イギリスの学術誌投稿と学術書出版についてのセミナー

京都大学文学部で英語学の家入葉子先生が主宰された、DR JENNIFER SMITH & DR JONATHAN HOPEによる「学術誌への投稿と学術書の出版について」のセミナーに参加しました。(→詳しい内容はこちら)。講師の両先生には、先日大阪であった国際言語教育シンポジウム(→こちら)ではじめてお目にかかりました。


社会言語学者のスミス先生が、学術誌への論文投稿について話され、シェイクスピア学者のホープ先生が、学術書の出版について話されました。私がお尋ねしたのは、「学術誌投稿と、学術書出版を両方同時に追究するのは、難しい。どうすればいいのか」ということでした。自分自身は、後者を優先させて、前者にしっかりとりくまずにきたので。

両先生のお答えは、「それぞれの専門によって、本が大事か、論文が大事かの、比重が異なる」、「キャリアのどの段階にあるかによって、何を重視するべきか考える。」というものでした。以前は、博士論文を書く間は、それだけに集中することが奨励されたけれど、今は、博士論文を完成させるまでに何本か学術誌論文を書いておく必要がある、とか。(このあたりの人文系研究事情は、アメリカ発で、時差があってイギリスにも伝わり、また、日本も近年急速にこのようになりつつある、というところでしょう。)

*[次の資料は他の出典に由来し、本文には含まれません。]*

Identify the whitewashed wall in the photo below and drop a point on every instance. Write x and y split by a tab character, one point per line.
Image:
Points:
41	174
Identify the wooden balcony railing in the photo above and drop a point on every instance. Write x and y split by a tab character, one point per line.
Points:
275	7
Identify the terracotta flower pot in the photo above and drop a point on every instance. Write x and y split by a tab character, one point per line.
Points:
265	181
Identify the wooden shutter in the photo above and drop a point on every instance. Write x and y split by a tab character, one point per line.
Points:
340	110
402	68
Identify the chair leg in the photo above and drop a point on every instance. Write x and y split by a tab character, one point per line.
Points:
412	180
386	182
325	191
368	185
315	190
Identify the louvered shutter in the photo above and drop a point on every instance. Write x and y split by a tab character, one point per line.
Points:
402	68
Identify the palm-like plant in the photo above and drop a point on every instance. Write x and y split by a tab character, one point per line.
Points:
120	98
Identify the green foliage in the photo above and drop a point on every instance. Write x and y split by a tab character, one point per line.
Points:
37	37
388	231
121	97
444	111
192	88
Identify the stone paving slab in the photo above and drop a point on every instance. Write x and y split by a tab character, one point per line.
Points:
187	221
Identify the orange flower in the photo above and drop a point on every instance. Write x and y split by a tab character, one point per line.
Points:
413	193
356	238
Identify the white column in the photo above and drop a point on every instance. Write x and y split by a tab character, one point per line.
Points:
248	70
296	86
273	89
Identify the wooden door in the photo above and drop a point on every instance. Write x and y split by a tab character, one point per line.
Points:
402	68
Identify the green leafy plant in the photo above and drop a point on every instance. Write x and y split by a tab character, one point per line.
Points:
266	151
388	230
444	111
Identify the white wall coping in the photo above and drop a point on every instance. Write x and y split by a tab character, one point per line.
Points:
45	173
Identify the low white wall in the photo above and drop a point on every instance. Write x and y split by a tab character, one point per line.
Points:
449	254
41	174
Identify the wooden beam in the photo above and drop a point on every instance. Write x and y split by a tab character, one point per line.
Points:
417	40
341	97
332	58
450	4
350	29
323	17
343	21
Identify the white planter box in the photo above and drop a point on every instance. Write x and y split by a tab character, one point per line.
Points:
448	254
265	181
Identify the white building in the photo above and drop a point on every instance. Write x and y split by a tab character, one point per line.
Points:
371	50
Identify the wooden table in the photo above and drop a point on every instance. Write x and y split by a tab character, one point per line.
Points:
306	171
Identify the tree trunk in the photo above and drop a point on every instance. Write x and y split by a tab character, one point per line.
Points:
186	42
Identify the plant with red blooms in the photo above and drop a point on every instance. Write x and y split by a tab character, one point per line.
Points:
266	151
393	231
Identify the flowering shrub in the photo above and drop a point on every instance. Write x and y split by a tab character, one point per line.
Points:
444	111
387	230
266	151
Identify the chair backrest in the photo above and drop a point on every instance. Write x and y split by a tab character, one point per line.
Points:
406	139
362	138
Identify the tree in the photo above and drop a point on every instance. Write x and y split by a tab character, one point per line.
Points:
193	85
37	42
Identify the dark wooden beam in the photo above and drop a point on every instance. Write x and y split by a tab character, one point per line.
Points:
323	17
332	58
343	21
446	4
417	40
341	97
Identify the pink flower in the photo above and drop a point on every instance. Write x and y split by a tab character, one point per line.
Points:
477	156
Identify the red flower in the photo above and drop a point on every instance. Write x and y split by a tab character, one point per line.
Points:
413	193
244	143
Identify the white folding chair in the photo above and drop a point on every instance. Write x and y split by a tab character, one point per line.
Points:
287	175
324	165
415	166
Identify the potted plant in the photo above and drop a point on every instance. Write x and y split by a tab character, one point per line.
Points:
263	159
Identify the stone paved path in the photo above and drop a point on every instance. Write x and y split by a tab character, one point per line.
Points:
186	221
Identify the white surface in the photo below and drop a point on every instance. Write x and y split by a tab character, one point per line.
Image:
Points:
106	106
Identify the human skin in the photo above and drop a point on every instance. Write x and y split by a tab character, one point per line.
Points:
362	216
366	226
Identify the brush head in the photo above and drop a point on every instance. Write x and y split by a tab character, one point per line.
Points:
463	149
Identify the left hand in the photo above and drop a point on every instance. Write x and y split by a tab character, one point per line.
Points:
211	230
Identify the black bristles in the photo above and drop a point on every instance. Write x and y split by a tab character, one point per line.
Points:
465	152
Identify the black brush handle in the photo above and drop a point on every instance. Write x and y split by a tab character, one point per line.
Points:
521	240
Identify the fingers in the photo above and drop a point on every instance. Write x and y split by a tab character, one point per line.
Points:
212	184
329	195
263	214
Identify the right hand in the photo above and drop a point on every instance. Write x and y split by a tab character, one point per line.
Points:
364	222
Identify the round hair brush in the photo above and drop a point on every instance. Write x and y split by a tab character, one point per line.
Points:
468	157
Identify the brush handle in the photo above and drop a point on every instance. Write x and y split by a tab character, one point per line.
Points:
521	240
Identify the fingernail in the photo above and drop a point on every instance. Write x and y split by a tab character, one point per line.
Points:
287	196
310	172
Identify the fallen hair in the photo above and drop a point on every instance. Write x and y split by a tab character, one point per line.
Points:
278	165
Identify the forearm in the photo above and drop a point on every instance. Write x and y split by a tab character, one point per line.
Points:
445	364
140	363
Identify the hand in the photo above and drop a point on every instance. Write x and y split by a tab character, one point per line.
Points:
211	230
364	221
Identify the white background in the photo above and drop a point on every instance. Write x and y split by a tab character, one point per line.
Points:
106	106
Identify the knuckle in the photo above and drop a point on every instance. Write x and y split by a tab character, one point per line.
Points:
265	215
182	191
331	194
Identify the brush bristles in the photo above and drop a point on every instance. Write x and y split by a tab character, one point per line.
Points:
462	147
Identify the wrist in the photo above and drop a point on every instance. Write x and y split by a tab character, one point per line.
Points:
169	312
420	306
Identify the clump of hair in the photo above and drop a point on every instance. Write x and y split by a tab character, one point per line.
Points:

本についてのホープ先生のお話で興味深かったのは、イギリスでもやっぱりコンタクト(伝手)が大事、ということでした。コンタクトどころか、自分はコントラクト(契約)なしには、本を書き始めないとも。学会に行って、出版社の編集者と知り合いなさい、可能ならあらかじめメールで連絡しておいて会場で時間をとってもらいなさい、などなど。コンタクトの大事さを強調しておられました。(→このあたり、たとえば、William GermanoのGetting it PublishedFrom Dissertation to Book などを読んで知った事情とは、ちょっと違う印象です。英米の違いなんでしょうか?)

ともあれ、会場でも思いがけない方々にお会いできた、楽しい刺激的なセミナーでした。


ホープ先生の御著書(最新刊のShakespear and Languageはまだ入っていないようです)

Shakespeare's Grammar (Arden Shakespeare)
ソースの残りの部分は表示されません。